Jack Goldsborough

Personal information
- Full name: John Goldsborough
- Date of birth: 31 July 1892
- Place of birth: Sheffield, England
- Date of death: 7 December 1952 (aged 60)
- Place of death: Sheffield
- Height: 5 ft 8 in (1.73 m)
- Position(s): Goalkeeper

Senior career*
- Years: Team / Apps / (Gls)
- Industry (Sheffield)
- 1913–1920: Lincoln City / 36 / (0)
- Boston Town
- 1922–19??: Llanelly

Managerial career
- Llanelly

= Jack Goldsborough =

English footballer

John Goldsborough (31 July 1892 – 7 December 1952) was an English footballer who made 36 appearances in the Football League playing for Lincoln City as a goalkeeper. He went on to play for Boston Town, and in 1922 joined Llanelly as player/trainer. He later became Llanelly manager, in which role he was responsible for Jock Stein signing for the club in 1950.

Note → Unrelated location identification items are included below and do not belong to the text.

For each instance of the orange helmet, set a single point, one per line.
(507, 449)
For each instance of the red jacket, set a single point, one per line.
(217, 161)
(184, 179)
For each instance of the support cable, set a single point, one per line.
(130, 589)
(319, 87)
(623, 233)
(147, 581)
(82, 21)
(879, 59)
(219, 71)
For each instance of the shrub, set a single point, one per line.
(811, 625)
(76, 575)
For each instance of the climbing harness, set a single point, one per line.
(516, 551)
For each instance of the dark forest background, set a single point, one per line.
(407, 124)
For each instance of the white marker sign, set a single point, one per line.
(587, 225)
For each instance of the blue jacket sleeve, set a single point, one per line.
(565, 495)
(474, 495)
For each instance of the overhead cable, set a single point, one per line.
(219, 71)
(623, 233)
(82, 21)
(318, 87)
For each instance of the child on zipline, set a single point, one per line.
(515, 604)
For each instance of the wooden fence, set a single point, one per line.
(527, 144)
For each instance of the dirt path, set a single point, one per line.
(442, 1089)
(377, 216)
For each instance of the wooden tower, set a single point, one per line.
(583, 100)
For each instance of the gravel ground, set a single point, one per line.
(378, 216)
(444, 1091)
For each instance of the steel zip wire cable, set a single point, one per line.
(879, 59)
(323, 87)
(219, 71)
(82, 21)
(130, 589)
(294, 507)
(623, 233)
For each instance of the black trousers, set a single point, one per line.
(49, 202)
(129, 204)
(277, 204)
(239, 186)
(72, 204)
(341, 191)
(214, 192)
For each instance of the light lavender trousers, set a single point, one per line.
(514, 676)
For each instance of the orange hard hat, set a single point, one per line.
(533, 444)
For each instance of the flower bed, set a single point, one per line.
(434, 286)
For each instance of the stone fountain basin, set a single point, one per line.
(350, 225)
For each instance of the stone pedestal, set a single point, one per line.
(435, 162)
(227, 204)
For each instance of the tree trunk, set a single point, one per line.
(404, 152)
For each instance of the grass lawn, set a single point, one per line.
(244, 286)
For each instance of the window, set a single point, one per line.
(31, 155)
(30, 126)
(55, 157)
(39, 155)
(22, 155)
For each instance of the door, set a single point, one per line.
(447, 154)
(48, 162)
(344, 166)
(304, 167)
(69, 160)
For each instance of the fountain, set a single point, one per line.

To recognise 25 years service at Llanelly, a benefit match was held for him on 14 June 1947 which saw 12,000 spectators pack into Stebonheath Park to see Cardiff City beat an International XI captained by Billy Hughes. He resigned his post as manager in 1948 following a difference of opinion with the club's committee but was reappointed in May 1949.

After leaving Llanelly, Goldsborough returned to his native Sheffield and lived in Woodhouse Mill. On 7 December 1952 he died in the Sheffield Royal Hospital; he was buried in Sheffield Woodhouse Cemetery on 11 December 1952.